Nicolas Gaëlle, Robinson Timothy P, Wint G R William, Conchedda Giulia, Cinardi Giuseppina, Gilbert Marius
Biological Control and Spatial Ecology, Université Libre de Bruxelles, Brussels, Belgium.
Fonds National de la Recherche Scientifique, Brussels, Belgium.
PLoS One. 2016 Mar 15;11(3):e0150424. doi: 10.1371/journal.pone.0150424. eCollection 2016.
Large scale, high-resolution global data on farm animal distributions are essential for spatially explicit assessments of the epidemiological, environmental and socio-economic impacts of the livestock sector. This has been the major motivation behind the development of the Gridded Livestock of the World (GLW) database, which has been extensively used since its first publication in 2007. The database relies on a downscaling methodology whereby census counts of animals in sub-national administrative units are redistributed at the level of grid cells as a function of a series of spatial covariates. The recent upgrade of GLW1 to GLW2 involved automating the processing, improvement of input data, and downscaling at a spatial resolution of 1 km per cell (5 km per cell in the earlier version). The underlying statistical methodology, however, remained unchanged. In this paper, we evaluate new methods to downscale census data with a higher accuracy and increased processing efficiency. Two main factors were evaluated, based on sample census datasets of cattle in Africa and chickens in Asia. First, we implemented and evaluated Random Forest models (RF) instead of stratified regressions. Second, we investigated whether models that predicted the number of animals per rural person (per capita) could provide better downscaled estimates than the previous approach that predicted absolute densities (animals per km2). RF models consistently provided better predictions than the stratified regressions for both continents and species. The benefit of per capita over absolute density models varied according to the species and continent. In addition, different technical options were evaluated to reduce the processing time while maintaining their predictive power. Future GLW runs (GLW 3.0) will apply the new RF methodology with optimized modelling options. The potential benefit of per capita models will need to be further investigated with a better distinction between rural and agricultural populations.

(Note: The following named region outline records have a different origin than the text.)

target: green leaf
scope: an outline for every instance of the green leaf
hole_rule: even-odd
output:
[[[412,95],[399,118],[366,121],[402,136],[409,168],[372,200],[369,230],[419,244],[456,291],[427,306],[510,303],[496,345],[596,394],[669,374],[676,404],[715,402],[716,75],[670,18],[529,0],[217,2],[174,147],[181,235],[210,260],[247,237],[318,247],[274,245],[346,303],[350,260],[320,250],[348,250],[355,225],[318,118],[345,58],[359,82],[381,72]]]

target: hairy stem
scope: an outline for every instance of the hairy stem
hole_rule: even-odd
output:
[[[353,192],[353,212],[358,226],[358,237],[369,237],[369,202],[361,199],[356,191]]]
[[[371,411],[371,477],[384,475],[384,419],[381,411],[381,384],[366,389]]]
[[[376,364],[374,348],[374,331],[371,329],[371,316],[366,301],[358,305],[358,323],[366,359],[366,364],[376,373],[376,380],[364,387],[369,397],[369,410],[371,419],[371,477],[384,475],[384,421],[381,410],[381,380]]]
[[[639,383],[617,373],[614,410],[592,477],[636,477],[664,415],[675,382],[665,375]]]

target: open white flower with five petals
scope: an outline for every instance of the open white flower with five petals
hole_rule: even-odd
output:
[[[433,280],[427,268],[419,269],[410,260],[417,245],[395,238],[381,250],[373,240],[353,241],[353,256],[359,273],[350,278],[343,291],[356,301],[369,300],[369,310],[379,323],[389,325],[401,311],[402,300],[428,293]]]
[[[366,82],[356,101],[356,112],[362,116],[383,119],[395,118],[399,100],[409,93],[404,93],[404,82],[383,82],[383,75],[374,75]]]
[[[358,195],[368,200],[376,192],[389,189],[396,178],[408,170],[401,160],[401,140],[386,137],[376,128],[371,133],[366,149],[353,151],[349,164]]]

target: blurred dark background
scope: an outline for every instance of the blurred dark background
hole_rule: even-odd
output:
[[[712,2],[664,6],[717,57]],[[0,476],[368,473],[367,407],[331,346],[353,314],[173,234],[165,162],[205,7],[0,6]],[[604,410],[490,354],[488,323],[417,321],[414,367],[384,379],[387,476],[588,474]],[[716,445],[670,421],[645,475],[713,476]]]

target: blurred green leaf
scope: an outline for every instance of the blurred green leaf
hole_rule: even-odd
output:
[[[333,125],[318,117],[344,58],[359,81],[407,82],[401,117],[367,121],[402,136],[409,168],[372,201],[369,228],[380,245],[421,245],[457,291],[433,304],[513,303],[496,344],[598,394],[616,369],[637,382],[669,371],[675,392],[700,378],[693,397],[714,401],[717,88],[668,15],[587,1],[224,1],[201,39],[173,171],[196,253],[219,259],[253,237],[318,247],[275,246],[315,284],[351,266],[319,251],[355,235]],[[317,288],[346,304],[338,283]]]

关于农场动物分布的大规模、高分辨率全球数据对于在空间上明确评估畜牧业的流行病学、环境和社会经济影响至关重要。这一直是世界网格化牲畜(GLW)数据库开发背后的主要动机,该数据库自2007年首次发布以来已被广泛使用。该数据库依赖于一种降尺度方法,即根据一系列空间协变量,将国家以下行政单位的动物普查数量重新分配到网格单元层面。最近GLW1到GLW2的升级涉及自动化处理、输入数据的改进以及以每个单元格1公里(早期版本为每个单元格5公里)的空间分辨率进行降尺度。然而,基本的统计方法保持不变。在本文中,我们评估了以更高精度和更高处理效率对普查数据进行降尺度的新方法。基于非洲牛和亚洲鸡的样本普查数据集,评估了两个主要因素。首先,我们实施并评估了随机森林模型(RF)而非分层回归。其次,我们研究了预测每个农村人口(人均)动物数量的模型是否能比之前预测绝对密度(每平方公里动物数量)的方法提供更好的降尺度估计。对于这两个大陆和物种,RF模型始终比分层回归提供更好的预测。人均模型相对于绝对密度模型的优势因物种和大陆而异。此外,还评估了不同的技术选项以减少处理时间同时保持其预测能力。未来的GLW运行版本(GLW 3.0)将应用具有优化建模选项的新RF方法。人均模型的潜在优势需要通过更好地区分农村人口和农业人口来进一步研究。